Miley Cyrus, ‘Wrecking Ball’

With her 2013 megahit, Miley Cyrus seemed to shred the last vestiges of her Disney-pop image. The controversial music video, directed by Terry Richardson and featuring Cyrus swinging nude on a literal wrecking ball, may have drawn some attention away from the song, but its absolutely devastating lyrics and Cyrus’ stunning vocal range make it an unforgettable power ballad that defined her Bangerz era. Cyrus would change and evolve throughout her career — from psychedelia with the Flaming Lips to rootsy rock to glam and more, producing classic hits like “Malibu,” “Flowers,” and “End of the World.” But “Wrecking Ball” remains her peak moment of heart-stopping pop spectacle. —Lisa Tozzi

103

Florence + the Machine, ‘Dog Days Are Over’
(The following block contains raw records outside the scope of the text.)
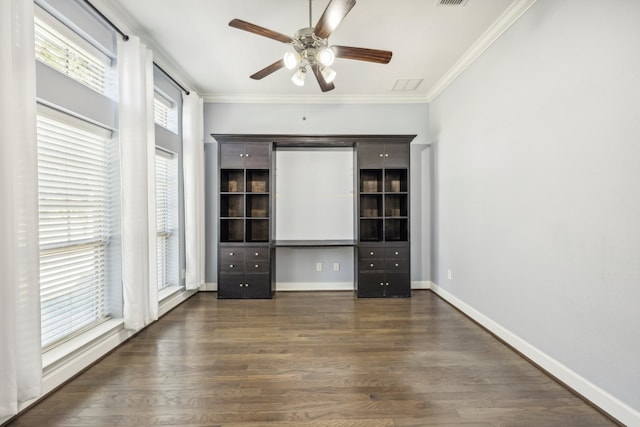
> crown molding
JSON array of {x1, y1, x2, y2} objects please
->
[
  {"x1": 426, "y1": 0, "x2": 537, "y2": 102},
  {"x1": 201, "y1": 94, "x2": 429, "y2": 104}
]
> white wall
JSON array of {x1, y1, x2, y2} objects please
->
[
  {"x1": 430, "y1": 0, "x2": 640, "y2": 425},
  {"x1": 204, "y1": 103, "x2": 431, "y2": 289}
]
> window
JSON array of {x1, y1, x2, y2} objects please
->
[
  {"x1": 156, "y1": 149, "x2": 178, "y2": 289},
  {"x1": 37, "y1": 107, "x2": 111, "y2": 348},
  {"x1": 35, "y1": 9, "x2": 114, "y2": 96},
  {"x1": 153, "y1": 90, "x2": 178, "y2": 133}
]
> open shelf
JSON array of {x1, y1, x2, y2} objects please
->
[
  {"x1": 247, "y1": 169, "x2": 269, "y2": 193},
  {"x1": 220, "y1": 169, "x2": 244, "y2": 193},
  {"x1": 384, "y1": 169, "x2": 407, "y2": 193},
  {"x1": 360, "y1": 169, "x2": 382, "y2": 193}
]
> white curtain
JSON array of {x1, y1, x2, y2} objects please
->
[
  {"x1": 118, "y1": 36, "x2": 158, "y2": 330},
  {"x1": 182, "y1": 92, "x2": 205, "y2": 289},
  {"x1": 0, "y1": 0, "x2": 42, "y2": 422}
]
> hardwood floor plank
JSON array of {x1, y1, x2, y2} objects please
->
[{"x1": 10, "y1": 291, "x2": 616, "y2": 427}]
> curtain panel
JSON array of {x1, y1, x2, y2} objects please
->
[
  {"x1": 182, "y1": 92, "x2": 205, "y2": 289},
  {"x1": 118, "y1": 36, "x2": 158, "y2": 330},
  {"x1": 0, "y1": 0, "x2": 42, "y2": 422}
]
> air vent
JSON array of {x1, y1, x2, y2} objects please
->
[
  {"x1": 392, "y1": 79, "x2": 423, "y2": 92},
  {"x1": 436, "y1": 0, "x2": 469, "y2": 6}
]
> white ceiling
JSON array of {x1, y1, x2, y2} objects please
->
[{"x1": 95, "y1": 0, "x2": 535, "y2": 102}]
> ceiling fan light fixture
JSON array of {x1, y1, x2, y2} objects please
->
[
  {"x1": 291, "y1": 67, "x2": 307, "y2": 86},
  {"x1": 320, "y1": 67, "x2": 336, "y2": 83},
  {"x1": 318, "y1": 47, "x2": 336, "y2": 67},
  {"x1": 283, "y1": 52, "x2": 301, "y2": 70}
]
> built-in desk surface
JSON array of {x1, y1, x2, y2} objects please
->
[{"x1": 271, "y1": 240, "x2": 357, "y2": 248}]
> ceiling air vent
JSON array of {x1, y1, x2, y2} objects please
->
[
  {"x1": 436, "y1": 0, "x2": 469, "y2": 6},
  {"x1": 392, "y1": 79, "x2": 423, "y2": 92}
]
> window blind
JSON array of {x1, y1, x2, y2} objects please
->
[
  {"x1": 156, "y1": 150, "x2": 178, "y2": 289},
  {"x1": 35, "y1": 12, "x2": 112, "y2": 95},
  {"x1": 37, "y1": 108, "x2": 111, "y2": 347}
]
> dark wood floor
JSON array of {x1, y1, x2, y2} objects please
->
[{"x1": 11, "y1": 291, "x2": 614, "y2": 427}]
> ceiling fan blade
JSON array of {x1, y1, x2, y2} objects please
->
[
  {"x1": 249, "y1": 59, "x2": 284, "y2": 80},
  {"x1": 229, "y1": 19, "x2": 293, "y2": 43},
  {"x1": 313, "y1": 0, "x2": 356, "y2": 39},
  {"x1": 331, "y1": 46, "x2": 393, "y2": 64},
  {"x1": 311, "y1": 64, "x2": 336, "y2": 92}
]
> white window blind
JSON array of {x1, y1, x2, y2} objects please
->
[
  {"x1": 37, "y1": 107, "x2": 111, "y2": 348},
  {"x1": 153, "y1": 90, "x2": 178, "y2": 133},
  {"x1": 35, "y1": 9, "x2": 113, "y2": 96},
  {"x1": 156, "y1": 150, "x2": 178, "y2": 289}
]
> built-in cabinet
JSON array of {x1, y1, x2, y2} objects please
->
[
  {"x1": 356, "y1": 141, "x2": 411, "y2": 297},
  {"x1": 218, "y1": 142, "x2": 273, "y2": 298},
  {"x1": 212, "y1": 135, "x2": 413, "y2": 298}
]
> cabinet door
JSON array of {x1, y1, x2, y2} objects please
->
[
  {"x1": 357, "y1": 141, "x2": 384, "y2": 169},
  {"x1": 384, "y1": 273, "x2": 411, "y2": 297},
  {"x1": 358, "y1": 273, "x2": 385, "y2": 298},
  {"x1": 244, "y1": 142, "x2": 271, "y2": 170},
  {"x1": 218, "y1": 273, "x2": 244, "y2": 298},
  {"x1": 220, "y1": 142, "x2": 245, "y2": 169},
  {"x1": 384, "y1": 143, "x2": 409, "y2": 169},
  {"x1": 244, "y1": 274, "x2": 271, "y2": 298}
]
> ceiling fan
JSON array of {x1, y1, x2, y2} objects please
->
[{"x1": 229, "y1": 0, "x2": 393, "y2": 92}]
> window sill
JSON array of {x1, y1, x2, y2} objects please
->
[{"x1": 42, "y1": 318, "x2": 124, "y2": 375}]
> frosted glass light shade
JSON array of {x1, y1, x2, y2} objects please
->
[{"x1": 291, "y1": 67, "x2": 307, "y2": 86}]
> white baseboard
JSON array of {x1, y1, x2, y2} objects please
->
[
  {"x1": 276, "y1": 282, "x2": 353, "y2": 292},
  {"x1": 411, "y1": 280, "x2": 431, "y2": 289},
  {"x1": 200, "y1": 283, "x2": 218, "y2": 292},
  {"x1": 431, "y1": 283, "x2": 640, "y2": 426}
]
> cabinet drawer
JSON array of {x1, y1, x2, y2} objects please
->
[
  {"x1": 384, "y1": 246, "x2": 409, "y2": 259},
  {"x1": 244, "y1": 260, "x2": 269, "y2": 274},
  {"x1": 245, "y1": 248, "x2": 269, "y2": 262},
  {"x1": 384, "y1": 259, "x2": 409, "y2": 273},
  {"x1": 358, "y1": 259, "x2": 384, "y2": 273},
  {"x1": 358, "y1": 246, "x2": 384, "y2": 260},
  {"x1": 220, "y1": 258, "x2": 245, "y2": 274},
  {"x1": 220, "y1": 247, "x2": 245, "y2": 264}
]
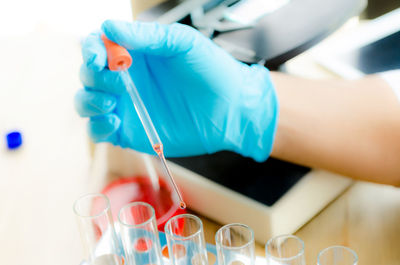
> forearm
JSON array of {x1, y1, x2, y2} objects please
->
[{"x1": 271, "y1": 73, "x2": 400, "y2": 185}]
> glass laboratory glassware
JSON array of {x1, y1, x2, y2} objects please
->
[
  {"x1": 318, "y1": 246, "x2": 358, "y2": 265},
  {"x1": 265, "y1": 235, "x2": 306, "y2": 265},
  {"x1": 73, "y1": 193, "x2": 124, "y2": 265},
  {"x1": 118, "y1": 202, "x2": 163, "y2": 265},
  {"x1": 97, "y1": 150, "x2": 186, "y2": 231},
  {"x1": 215, "y1": 224, "x2": 255, "y2": 265},
  {"x1": 165, "y1": 214, "x2": 208, "y2": 265}
]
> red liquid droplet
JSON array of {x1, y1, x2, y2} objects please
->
[
  {"x1": 102, "y1": 176, "x2": 186, "y2": 231},
  {"x1": 153, "y1": 144, "x2": 163, "y2": 155}
]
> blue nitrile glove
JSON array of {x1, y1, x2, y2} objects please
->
[{"x1": 75, "y1": 21, "x2": 278, "y2": 161}]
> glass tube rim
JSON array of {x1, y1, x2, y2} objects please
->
[
  {"x1": 317, "y1": 245, "x2": 358, "y2": 265},
  {"x1": 73, "y1": 192, "x2": 111, "y2": 219},
  {"x1": 164, "y1": 213, "x2": 203, "y2": 240},
  {"x1": 265, "y1": 234, "x2": 305, "y2": 261},
  {"x1": 118, "y1": 202, "x2": 156, "y2": 228},
  {"x1": 215, "y1": 223, "x2": 254, "y2": 250}
]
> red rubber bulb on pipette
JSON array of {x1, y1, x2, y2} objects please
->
[{"x1": 101, "y1": 34, "x2": 132, "y2": 71}]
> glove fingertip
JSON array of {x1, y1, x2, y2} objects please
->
[
  {"x1": 87, "y1": 114, "x2": 121, "y2": 142},
  {"x1": 82, "y1": 34, "x2": 107, "y2": 72}
]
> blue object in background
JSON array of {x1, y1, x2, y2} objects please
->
[{"x1": 6, "y1": 131, "x2": 22, "y2": 150}]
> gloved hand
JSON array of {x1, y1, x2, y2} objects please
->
[{"x1": 75, "y1": 21, "x2": 278, "y2": 161}]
Pure joy is one of the hardest emotions to capture in music, but Florence Welch and her band did it as well as anyone has in this one-of-a-kind, harp-propelled folk-rock epic. It’s the obvious artistic apex of the Mumford-y stomp-clap era, harnessing all those stomps, claps, and yelps toward a series of cathartic, ecstatic peaks. “I recorded that song in a cupboard with no instruments,” Welch once said, “and the sound of the drums was me banging my hands on the wall, clacking pens on MPCs and generally causing a cacophony with anything I could lay my hands on.… For me ‘Dog Days’ symbolizes apocalyptic euphoria, chaotic freedom, and running really, really fast with your eyes closed.” —B.H.

102

Lady Gaga, ‘Poker Face’

If “Just Dance” was Lady Gaga’s breakthrough, “Poker Face” is what made her a pop queen. Packed with sly innuendos — including the “P-p-p-poker face” hook, in which Gaga masked her bisexual desires to “Fuh-fuh-fuck her face” — the track turned her into the fashion-first, strange, pop It girl. It was sampled by Kanye West and Common, covered on Glee, and became a defining anthem of the late 2000s, laying the groundwork for Gaga’s pop reign over the next decade. “If you listen to the lyrics in the chorus, I say, ‘He’s got me like nobody,’ and then I say, ‘She’s got me like nobody.’ It’s got a bit of an undertone of confusion about love and sex,” she said in 2009. —T.M.

101

Missy Elliott, ‘Work It’

To push music forward, Missy Elliott had to go backward. The buzzy, burbling “Work It” beat, co-produced by Timbaland and Elliott herself, was, even by their standards, so intergalactically freaky that Eliott needed a few tries at writing a song over it before she found the right approach. Running her vocals in reverse turned out to be the song’s signature trick. “When she got to that reverse part,” Timbaland once told Rolling Stone, “I was like, ‘Oh, we out here. We’re done.’ When you bake a great cake, you need the right icing on top.” —B.H.